Meraj Anwar, Senior Project Officer of  WWF-India, has conducted camera trap studies on tigers in the Terai Arc since 2010. In this Q&A, he talks about how camera trapping and scientific data collection contributes to conservation.

WHICH CAMERA TRAPS DO WE USE AND WHAT INFORMATION DO WE GET FROM THEM?

We use thermo-motion sensitive cameras that can detect changes in temperature and slight movements within a range of 40 feet. Even a leaf blowing in the wind will trigger its sensor. We get lots of pictures of leaves on windy days!

Camera traps lend us primary data from which we can infer a host of behavioral characteristics about a particular species. Because it records date and time, we can determine which time of the day an animal is active and how its behavior is affected by changing seasons. Images of predators carrying their prey are crucial in determining what they eat and when. We’ve also spotted injured animals and previously unknown species. We once observed a tigress carrying her cub in her mouth and moving from a location with human activity to a quieter place. This validated what we always knew but now we have evidence for it.

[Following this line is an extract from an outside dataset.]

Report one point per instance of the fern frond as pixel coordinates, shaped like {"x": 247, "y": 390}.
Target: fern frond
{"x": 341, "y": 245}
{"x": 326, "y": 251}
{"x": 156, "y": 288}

And, of course, camera traps help identify individual tigers from their stripe patterns, which is the foundation for population estimates of tigers.

WHERE DID YOU LAST CARRY OUT A CAMERA-TRAP SURVEY?

We’ve just completed monitoring tigers in Ramnagar Forest Division (FD) that borders Corbett Tiger Reserve in the Indian state of Uttarakhand. Corbett is a well protected area and tigers in the reserve thrive without any major threat. But an animal isn’t aware of man-made borders and tigers often roam into neighboring forests that are similar to Corbett in every way but protection. We’re focusing our energies in determining the number of tigers and other key species in Ramnagar Forest Division with the hope that this evidence can be used to ensure better protection in the forest by the authorities.

WHICH PREVIOUSLY UNKNOWN SPECIES DID YOU SPOT IN RAMNAGAR FOREST DIVISION?

We spotted a red fox for the first time in Ramnagar Forest Division, but even more exciting was seeing the rusty-spotted cat there in 2012. The cat is endemic to India and Sri Lanka, and is common in southern India but has never been photographed by anyone in the north before. Our camera traps recorded images of the rusty-spotted cat for the first time in 2010 in eastern Terai, and a few times after that in central and western Terai.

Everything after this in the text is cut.